Yorkshire Building Society, which operates 10,000 SAYE schemes here, has previously written to the Government pleading for action to keep the schemes alive.

"Given ongoing negotiations over Brexit, we have looked into obtaining an Irish banking licence to continue offering this service," it said in a letter to Junior Finance Minister Michael D'Arcy.

"However, we have concluded that the costs of authorisation would be disproportionate to the benefits of doing so.

"In the event of a no-deal Brexit, or a deal without equivalence in place, we will no longer be able to continue deposit-taking on a cross-border basis in Ireland... unless an alternative arrangement can be put in place, that would mean the [circa] 10,000 savers we have would no longer qualify to receive shares on a tax-efficient basis at the end of next year."

The Irish Proshare Association (IPSA), a lobby group promoting employee share ownership, said the Government is letting SAYE savers down. It said 12,000 people could be affected, and it has suggested two different solutions to the Department of Finance.

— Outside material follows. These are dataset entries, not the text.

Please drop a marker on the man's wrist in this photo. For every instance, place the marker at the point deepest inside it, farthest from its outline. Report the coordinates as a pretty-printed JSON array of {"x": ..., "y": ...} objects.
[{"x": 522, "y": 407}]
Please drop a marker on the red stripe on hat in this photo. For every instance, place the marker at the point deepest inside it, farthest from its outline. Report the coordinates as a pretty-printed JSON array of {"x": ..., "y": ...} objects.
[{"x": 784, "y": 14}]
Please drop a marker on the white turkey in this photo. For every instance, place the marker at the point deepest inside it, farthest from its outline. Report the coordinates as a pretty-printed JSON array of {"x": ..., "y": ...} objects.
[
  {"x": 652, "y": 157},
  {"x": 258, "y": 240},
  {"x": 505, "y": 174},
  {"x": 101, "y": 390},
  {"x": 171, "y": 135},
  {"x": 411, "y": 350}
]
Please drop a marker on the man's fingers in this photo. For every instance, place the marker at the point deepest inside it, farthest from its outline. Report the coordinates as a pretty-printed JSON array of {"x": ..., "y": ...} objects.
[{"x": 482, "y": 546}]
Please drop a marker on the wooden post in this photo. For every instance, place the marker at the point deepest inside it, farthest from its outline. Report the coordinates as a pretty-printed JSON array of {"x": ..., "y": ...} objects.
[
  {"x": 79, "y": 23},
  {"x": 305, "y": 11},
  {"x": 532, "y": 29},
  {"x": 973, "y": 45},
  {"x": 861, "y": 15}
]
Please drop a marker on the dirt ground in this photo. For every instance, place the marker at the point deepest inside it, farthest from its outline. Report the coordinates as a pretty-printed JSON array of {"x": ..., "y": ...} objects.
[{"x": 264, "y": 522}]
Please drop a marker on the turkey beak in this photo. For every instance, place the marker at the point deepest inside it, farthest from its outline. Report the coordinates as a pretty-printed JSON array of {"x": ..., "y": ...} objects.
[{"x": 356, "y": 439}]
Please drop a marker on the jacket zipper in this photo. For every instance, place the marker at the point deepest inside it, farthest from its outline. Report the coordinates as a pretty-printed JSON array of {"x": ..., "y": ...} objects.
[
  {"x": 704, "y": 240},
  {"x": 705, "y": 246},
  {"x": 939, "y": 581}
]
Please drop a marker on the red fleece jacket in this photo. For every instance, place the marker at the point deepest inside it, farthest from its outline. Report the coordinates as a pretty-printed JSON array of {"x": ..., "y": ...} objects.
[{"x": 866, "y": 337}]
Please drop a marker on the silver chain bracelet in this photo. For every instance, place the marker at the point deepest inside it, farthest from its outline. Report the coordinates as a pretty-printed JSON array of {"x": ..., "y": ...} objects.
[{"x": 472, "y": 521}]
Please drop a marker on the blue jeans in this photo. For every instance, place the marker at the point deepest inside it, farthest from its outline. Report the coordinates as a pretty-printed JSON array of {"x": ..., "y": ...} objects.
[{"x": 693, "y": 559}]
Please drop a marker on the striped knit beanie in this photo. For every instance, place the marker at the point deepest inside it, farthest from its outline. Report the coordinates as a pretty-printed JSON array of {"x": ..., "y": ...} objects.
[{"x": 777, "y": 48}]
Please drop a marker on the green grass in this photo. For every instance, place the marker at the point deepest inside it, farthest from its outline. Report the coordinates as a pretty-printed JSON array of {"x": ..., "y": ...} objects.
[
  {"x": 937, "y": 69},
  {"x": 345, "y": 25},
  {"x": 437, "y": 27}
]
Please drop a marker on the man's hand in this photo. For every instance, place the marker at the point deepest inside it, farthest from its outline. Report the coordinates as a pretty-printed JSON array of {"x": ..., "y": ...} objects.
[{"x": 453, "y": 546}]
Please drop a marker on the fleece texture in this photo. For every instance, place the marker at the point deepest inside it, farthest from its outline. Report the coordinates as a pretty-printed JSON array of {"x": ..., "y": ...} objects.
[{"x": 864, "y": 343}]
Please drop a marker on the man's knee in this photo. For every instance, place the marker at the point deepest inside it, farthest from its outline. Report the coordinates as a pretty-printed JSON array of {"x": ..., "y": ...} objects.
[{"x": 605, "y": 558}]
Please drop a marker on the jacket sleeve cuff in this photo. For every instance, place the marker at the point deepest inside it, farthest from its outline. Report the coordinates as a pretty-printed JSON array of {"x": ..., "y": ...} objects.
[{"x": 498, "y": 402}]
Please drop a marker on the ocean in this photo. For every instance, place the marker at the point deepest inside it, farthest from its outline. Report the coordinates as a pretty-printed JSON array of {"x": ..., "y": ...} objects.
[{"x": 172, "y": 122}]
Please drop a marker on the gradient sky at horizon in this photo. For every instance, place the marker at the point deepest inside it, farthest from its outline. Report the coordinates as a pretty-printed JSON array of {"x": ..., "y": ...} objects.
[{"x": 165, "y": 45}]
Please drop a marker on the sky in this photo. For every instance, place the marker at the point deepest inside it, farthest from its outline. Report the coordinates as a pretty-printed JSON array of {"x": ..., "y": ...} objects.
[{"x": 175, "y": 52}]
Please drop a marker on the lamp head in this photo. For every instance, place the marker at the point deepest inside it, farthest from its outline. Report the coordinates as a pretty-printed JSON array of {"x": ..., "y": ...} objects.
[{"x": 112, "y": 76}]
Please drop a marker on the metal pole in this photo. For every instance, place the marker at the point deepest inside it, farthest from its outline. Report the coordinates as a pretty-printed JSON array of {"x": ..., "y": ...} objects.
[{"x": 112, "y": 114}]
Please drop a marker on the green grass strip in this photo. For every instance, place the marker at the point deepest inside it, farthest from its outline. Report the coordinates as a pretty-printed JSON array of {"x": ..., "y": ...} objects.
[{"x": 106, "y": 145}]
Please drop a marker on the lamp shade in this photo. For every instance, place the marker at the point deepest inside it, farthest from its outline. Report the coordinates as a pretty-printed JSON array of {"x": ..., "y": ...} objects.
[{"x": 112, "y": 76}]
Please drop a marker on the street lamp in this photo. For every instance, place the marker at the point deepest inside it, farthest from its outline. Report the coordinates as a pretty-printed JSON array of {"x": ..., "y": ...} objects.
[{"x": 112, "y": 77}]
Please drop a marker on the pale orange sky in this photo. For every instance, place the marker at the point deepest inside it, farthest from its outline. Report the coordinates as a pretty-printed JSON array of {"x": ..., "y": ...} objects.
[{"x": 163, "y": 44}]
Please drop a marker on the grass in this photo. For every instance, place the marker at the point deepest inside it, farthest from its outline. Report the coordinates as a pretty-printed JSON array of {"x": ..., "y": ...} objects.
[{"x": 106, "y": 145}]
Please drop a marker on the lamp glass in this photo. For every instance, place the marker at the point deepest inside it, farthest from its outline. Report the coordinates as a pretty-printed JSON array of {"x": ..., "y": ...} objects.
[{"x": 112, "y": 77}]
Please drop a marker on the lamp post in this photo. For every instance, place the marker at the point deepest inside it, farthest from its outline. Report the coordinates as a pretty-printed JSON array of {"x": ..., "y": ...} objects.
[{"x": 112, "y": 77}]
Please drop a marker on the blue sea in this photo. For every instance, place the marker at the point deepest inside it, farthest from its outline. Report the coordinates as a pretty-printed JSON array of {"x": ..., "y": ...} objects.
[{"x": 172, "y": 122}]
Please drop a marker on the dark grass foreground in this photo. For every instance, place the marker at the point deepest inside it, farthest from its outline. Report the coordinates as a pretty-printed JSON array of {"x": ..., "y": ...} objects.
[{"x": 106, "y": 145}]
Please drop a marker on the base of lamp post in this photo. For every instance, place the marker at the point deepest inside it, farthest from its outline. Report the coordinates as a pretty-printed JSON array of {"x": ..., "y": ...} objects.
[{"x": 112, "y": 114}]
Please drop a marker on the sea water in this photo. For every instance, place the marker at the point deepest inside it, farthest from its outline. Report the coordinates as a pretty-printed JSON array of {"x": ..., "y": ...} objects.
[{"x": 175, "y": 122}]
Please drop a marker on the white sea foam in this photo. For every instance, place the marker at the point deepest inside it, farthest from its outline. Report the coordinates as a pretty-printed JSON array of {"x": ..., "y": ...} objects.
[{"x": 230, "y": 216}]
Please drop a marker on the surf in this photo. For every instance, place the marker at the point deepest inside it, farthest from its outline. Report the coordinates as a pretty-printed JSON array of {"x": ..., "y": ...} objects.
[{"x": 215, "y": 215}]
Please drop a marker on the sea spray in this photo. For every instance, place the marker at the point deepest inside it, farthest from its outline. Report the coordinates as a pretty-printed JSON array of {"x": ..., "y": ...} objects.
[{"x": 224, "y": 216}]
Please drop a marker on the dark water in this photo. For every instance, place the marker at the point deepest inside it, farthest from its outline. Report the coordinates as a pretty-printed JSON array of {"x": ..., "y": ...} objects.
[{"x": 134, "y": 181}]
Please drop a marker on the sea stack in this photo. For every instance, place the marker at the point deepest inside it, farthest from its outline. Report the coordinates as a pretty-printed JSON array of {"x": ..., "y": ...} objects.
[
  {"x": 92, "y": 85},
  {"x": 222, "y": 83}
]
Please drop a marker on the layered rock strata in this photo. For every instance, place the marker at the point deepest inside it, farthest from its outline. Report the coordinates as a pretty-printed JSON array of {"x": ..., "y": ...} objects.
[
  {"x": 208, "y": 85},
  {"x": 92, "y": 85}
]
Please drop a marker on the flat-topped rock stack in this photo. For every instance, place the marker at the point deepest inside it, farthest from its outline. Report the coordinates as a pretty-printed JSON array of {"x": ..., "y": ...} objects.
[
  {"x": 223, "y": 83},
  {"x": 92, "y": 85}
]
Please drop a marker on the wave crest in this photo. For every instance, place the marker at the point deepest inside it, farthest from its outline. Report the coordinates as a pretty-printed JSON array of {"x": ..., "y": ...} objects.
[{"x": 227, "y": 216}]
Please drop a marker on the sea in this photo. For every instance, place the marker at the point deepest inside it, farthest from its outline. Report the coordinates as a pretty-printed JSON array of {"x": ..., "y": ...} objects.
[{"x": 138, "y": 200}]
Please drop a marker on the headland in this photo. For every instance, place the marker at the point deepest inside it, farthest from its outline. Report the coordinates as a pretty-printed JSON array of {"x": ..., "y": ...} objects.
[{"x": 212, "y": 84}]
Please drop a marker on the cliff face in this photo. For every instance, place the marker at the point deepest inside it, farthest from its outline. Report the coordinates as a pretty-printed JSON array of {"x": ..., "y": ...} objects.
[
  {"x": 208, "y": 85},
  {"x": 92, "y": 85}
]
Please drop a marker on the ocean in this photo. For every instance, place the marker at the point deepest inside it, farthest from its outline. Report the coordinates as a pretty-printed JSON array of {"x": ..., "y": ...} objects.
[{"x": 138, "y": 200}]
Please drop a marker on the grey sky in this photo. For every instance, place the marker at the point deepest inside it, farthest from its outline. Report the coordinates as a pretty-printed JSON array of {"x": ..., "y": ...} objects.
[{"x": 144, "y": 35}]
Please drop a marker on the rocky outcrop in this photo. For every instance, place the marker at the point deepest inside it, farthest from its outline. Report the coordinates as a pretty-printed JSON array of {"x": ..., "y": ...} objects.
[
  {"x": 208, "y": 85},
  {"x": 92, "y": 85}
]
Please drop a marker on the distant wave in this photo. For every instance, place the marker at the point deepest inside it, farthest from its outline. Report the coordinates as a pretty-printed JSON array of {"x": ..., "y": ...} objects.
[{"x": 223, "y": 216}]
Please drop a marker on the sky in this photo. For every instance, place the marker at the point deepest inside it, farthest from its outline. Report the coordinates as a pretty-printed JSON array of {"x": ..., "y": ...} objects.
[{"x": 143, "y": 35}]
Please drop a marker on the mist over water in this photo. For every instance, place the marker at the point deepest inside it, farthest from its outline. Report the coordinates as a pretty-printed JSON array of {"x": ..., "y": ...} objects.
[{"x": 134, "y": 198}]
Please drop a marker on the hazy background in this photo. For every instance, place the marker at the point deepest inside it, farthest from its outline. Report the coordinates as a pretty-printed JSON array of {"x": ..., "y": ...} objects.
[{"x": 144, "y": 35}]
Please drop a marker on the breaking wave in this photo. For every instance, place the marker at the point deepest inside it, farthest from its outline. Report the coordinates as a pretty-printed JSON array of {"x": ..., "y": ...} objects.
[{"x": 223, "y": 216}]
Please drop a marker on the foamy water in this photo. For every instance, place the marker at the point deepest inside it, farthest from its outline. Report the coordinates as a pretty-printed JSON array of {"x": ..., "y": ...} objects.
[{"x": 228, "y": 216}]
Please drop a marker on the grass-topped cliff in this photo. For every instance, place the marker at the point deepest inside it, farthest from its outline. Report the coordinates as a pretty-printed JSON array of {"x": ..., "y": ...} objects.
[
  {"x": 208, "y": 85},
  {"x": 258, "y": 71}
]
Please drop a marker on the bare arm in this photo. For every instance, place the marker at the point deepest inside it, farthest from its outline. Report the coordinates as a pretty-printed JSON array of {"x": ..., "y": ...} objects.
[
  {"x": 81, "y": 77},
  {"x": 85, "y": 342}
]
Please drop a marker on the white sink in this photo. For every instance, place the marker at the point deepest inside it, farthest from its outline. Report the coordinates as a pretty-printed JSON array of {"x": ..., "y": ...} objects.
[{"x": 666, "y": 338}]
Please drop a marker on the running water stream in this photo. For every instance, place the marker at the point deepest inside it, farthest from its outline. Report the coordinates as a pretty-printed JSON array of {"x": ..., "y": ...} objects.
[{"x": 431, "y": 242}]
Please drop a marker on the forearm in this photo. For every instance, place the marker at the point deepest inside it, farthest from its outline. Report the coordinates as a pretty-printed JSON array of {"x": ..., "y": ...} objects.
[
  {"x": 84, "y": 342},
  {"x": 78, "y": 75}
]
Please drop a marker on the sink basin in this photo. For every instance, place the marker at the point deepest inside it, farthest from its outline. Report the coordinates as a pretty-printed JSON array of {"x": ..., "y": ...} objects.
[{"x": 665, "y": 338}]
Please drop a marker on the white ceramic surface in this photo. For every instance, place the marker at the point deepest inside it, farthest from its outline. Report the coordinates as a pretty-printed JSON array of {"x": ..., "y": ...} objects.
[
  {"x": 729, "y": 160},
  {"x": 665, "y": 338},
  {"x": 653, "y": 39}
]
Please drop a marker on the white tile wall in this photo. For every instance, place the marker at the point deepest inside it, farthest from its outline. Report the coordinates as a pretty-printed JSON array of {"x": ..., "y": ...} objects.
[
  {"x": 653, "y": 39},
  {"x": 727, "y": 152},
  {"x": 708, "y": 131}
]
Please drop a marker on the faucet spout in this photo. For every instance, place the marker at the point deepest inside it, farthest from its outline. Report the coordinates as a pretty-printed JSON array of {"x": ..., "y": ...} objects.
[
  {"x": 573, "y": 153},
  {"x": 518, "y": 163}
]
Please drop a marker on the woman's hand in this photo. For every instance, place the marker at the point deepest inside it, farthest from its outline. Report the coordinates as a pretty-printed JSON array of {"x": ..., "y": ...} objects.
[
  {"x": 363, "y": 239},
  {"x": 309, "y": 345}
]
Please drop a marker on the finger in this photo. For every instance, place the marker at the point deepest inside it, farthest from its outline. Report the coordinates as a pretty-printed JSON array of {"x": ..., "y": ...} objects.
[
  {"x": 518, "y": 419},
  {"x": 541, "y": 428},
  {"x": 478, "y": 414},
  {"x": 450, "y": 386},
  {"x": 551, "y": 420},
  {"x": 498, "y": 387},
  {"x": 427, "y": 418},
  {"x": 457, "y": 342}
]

"The clock is ticking and the Government has a responsibility to finally act in the interests of these 12,000 Irish workers before time runs out on March 29," said IPSA CEO Gill Brennan. The Department of Finance said it was working with Revenue on potential options.

Mr McCann said Dalata "would encourage the Government to act now and protect all workers who they previously made a commitment to through the SAYE scheme".

He said the scheme was one of Dalata's "most effective tools for productivity and employee retention."

"More than 400 employees are in Dalata's SAYE scheme. They work at all levels in the company, from general managers to chefs to accommodation and our central office employees.

"Dalata Hotel Group believes passionately that our employees should share in the benefits of the company's success. Employee share ownership allows them to do that." Mr McCann said that his employees' SAYE savings won't be affected by a hard Brexit because they're in an institution with an Irish banking licence.